Como cada año, previo a los Lunes del Cerro, el Auditorio Guelaguetza se llena de tradición, amor y mitos para contar la historia de Donají, la princesa que se sacrificó por su pueblo.

La Princesa Donají, fue la quinta y última hija del rey zapoteca Cosijoeza y de su esposa Coyolicaltzin. Nació en el “onceno mes del año de 1506”, seguramente en la población de Zaachila, asiento de la corte zapoteca.

En la adolescencia cambió su vida por la libertad de su pueblo, hecha prisionera en Monte Albán y obligada a ayudar en el combate contra los mixtecos, hasta que logró escapar y fue perseguida hasta ser decapitada por un guerrero y enterrada en el margen derecho del río Atoyac.

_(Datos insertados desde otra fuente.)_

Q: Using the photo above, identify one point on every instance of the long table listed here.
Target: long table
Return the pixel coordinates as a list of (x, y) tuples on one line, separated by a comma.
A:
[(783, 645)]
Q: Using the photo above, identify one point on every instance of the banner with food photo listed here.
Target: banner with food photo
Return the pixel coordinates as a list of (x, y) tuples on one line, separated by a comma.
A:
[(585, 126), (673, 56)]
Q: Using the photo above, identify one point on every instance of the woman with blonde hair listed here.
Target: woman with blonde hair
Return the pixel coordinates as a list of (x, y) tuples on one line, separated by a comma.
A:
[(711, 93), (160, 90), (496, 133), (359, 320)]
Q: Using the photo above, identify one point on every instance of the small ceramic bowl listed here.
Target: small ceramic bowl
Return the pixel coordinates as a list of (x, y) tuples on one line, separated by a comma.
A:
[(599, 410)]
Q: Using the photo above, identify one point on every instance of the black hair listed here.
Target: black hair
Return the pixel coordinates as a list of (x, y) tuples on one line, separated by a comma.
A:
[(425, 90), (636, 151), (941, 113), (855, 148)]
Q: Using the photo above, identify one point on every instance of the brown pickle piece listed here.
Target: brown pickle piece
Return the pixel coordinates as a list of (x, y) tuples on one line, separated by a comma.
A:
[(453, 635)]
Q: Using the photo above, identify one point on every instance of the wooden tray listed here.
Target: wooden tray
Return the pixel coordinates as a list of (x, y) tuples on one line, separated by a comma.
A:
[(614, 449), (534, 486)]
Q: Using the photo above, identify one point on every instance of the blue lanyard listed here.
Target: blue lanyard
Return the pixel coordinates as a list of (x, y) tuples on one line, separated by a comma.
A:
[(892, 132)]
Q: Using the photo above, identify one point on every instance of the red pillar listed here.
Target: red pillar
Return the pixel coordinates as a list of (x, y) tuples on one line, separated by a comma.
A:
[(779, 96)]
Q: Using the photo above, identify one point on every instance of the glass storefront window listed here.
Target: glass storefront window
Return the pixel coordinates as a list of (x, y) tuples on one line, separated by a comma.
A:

Mientras su pueblo se encontraba en guerra con  los mixtecos, en la batalla encontró mal herido al guerrero mixteco Nucaano, lo cuidó, lo curó y eventualmente se enamoró de él. Después de eso Nucaano, en honor a la memoria de su amada, gobernó con amor.

El nombre de Donají ha sido traducido como “Alma grande”, con el cual fue conocida en todos los territorios zapotecas.

Otra de las leyendas en torno a este personaje menciona que tanto ella como su enamorado  descansan bajo la misma lápida en Cuilapam de Guerrero, la tradición oral cuenta que a unos cuantos metros del presbiterio de la iglesia de este lugar están enterrados el cuerpo de Nucaano y la cabeza de Donaji.

En este sentido, se dice que la cabeza de la princesa fue localizada por un pastorcillo que cuidaba a sus animales, en lo que hoy se conoce como el municipio de San Agustín de las Juntas- cerca del aeropuerto internacional de la ciudad de Oaxaca- encontró un lirio silvestre, flor también conocida como azucena y en vez de cortarla solamente desde el tallo, decidió arrancarla de raíz.

Cuando cavaba, pudo ver una oreja humana, después la cabeza completa, la cual se dice que se preservaba intacta y que pertenecía a la princesa Donají; fue reconocida por las ricas decoraciones que presentaba.

Este mítico relato ha pasado de generación en generación, hasta hoy en día, que se narra a través de un espectáculo de danza y luces en el Auditorio Guelaguetza, celebrado durante los últimos años los días domingos previos a los lunes del Cerro.

Cada año, jóvenes se integran al ballet folclórico de la ciudad para preparar este magno evento. Hombres y mujeres cumplen papeles de guerreros, caracoleros, doncellas y las conocidas como “palmas”; además de los personajes principales.

Descrita por sus participantes, este evento es más que una celebración previa a la Guelaguetza, es un símbolo de identidad oaxaqueña: “te llena de orgullo”.

La convocatoria se abre en enero y en febrero inician ensayos, que duran hasta julio, es decir, cinco meses de arduo trabajo y esfuerzo. Un sábado antes del evento se realiza el último ensayo, esta vez con la escenografía y las luces montadas.

Dentro de los personajes principales están Donají, Cosijoeza, Nucaano, el sacerdote, el Lirio, el pastor, entre otros.